Wednesday, October 8, 2014

Whistle-blowing: A tool for refining Indian Corporate Governance Standards.

Corrupt practices going on in corporate sector of India has been targeted by the Companies Act, 2013 and SEBI. SEBI has strengthened the effect of the whistle-blower mechanism and made it mandatory in all listed companies for their employees and directors. For ensuring better Corporate Governance Standards via precision and transparency, the market watchdog, SEBI’s Market Advisory Committee has recommended companies to make this mechanism available to all employees and stakeholders of the company.

Section 177 of the Companies Act, 2013 prescribes for the formation of an Audit Committee wherein the sub-section (9) and (10) provide for a vigil mechanism to be present for the directors and employees to rely upon for reporting any misdeeds or corrupt practices by their senior colleagues which they need to report.

Some companies have taken the news within its true spirit, such as BHEL. Bharat Heavy Electricals now have an official policy pertaining to the mechanism of Whistle-blowing which ensures that the identity of the whistle-blower will remain undercover in order to avoid their victimization. Not only the whistle-blower but also the identity of any person who helps in the investigation will be kept undercover. However, such protection will not be provided in cases where the information provided is found to be false or motivated or vexatious. This was supported by SEBI as they said that the mechanism of whistle-blowing should encourage employees for disclosures of malpractices as well as avoid fraudulent accusations made to harass the management.

Whistle-blowing hasn't been very popular in the Indian corporate world up until now and the culpability could be attributed to the politics in the management of companies and the employees’ vulnerability. This will no longer be an issue as long as the complaint is carefully drafted by mentioning specific and verified information and addressed to the concerned authority which may be the audit committee.

Not only is it a matter of moral to report misdeeds taking place in a company, but if the precedent of Infosys is to be relied upon, the whistle-blower would get a portion of Settlement in malpractice suit which arises from his complaint. An American employee of Infosys brought a lawsuit against the company when he witnessed a widespread visa fraud. The US Attorney of Texas mentioned to news reporter that he will be “amply and justly rewarded”.

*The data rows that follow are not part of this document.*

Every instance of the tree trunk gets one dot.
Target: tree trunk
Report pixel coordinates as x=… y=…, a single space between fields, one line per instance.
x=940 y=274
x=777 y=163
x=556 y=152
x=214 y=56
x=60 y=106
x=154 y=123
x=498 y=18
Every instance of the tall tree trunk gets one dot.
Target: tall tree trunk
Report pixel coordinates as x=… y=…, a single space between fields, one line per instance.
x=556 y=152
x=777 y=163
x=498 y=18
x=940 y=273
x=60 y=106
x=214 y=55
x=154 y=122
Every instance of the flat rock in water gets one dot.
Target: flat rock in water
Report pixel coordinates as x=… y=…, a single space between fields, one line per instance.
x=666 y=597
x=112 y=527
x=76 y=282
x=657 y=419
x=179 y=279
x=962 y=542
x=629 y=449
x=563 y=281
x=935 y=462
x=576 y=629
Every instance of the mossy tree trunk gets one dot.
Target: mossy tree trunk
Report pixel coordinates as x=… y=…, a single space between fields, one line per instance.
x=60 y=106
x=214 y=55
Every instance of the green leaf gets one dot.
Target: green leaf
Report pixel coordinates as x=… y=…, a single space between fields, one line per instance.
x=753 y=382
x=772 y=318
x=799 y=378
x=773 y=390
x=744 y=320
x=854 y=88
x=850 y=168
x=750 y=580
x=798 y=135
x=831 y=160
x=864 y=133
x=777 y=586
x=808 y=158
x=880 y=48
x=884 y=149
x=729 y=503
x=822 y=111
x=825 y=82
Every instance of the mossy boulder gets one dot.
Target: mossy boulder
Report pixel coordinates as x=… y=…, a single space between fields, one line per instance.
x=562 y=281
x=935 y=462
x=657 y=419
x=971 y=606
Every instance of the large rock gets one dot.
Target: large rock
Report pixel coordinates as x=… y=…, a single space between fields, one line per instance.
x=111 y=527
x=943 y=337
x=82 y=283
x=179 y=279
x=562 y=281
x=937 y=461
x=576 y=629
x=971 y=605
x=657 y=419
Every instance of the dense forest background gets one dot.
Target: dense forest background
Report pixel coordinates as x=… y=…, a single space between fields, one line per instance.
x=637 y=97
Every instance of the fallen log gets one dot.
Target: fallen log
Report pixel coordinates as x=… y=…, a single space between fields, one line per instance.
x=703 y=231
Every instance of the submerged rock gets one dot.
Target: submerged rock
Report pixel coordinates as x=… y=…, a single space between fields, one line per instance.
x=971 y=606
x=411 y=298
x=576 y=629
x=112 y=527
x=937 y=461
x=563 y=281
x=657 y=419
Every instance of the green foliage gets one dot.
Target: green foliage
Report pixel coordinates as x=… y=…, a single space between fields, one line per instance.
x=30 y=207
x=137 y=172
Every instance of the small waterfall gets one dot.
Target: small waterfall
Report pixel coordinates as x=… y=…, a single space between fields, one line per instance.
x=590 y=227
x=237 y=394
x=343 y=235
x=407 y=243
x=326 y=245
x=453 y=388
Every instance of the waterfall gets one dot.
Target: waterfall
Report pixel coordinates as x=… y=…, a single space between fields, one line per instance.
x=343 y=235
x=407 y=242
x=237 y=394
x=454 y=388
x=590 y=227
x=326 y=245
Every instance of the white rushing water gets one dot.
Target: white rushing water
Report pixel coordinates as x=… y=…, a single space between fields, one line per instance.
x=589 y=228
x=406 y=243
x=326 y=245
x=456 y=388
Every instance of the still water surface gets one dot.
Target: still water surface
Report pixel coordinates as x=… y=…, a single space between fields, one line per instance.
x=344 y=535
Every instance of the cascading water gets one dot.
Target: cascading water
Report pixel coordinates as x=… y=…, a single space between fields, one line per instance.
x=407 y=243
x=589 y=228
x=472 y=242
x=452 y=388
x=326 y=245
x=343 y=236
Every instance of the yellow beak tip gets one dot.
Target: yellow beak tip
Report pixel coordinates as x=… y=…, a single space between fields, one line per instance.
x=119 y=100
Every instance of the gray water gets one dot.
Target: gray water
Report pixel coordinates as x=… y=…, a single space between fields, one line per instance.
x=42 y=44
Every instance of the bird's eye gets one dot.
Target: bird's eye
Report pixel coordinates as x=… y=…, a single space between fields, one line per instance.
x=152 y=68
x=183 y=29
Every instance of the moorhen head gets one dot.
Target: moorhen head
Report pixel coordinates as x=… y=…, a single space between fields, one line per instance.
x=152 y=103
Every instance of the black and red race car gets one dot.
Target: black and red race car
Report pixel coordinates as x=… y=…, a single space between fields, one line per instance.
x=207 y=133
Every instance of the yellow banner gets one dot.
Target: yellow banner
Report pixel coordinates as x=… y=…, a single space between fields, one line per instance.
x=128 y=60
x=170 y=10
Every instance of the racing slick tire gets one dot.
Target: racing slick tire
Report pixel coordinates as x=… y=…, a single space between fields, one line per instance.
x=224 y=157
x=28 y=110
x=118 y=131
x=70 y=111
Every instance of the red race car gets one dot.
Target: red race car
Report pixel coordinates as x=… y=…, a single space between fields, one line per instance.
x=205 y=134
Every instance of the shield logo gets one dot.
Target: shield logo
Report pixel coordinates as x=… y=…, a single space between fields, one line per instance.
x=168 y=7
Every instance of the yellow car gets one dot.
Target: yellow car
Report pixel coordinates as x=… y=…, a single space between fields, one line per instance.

The mechanism of whistle-blowing is taken very seriously in global legislations such as The Public Interest Disclosure Act, 1998, in the UK (which protects whistle blowers from victimization and dismissal) and the Sarbanes Oxley Act, 2002 (which provides for the protection of whistle blowers and is applicable even to employees in public listed companies). It seems that SEBI has taken such precedents seriously and is reared up to deter such offences in the future.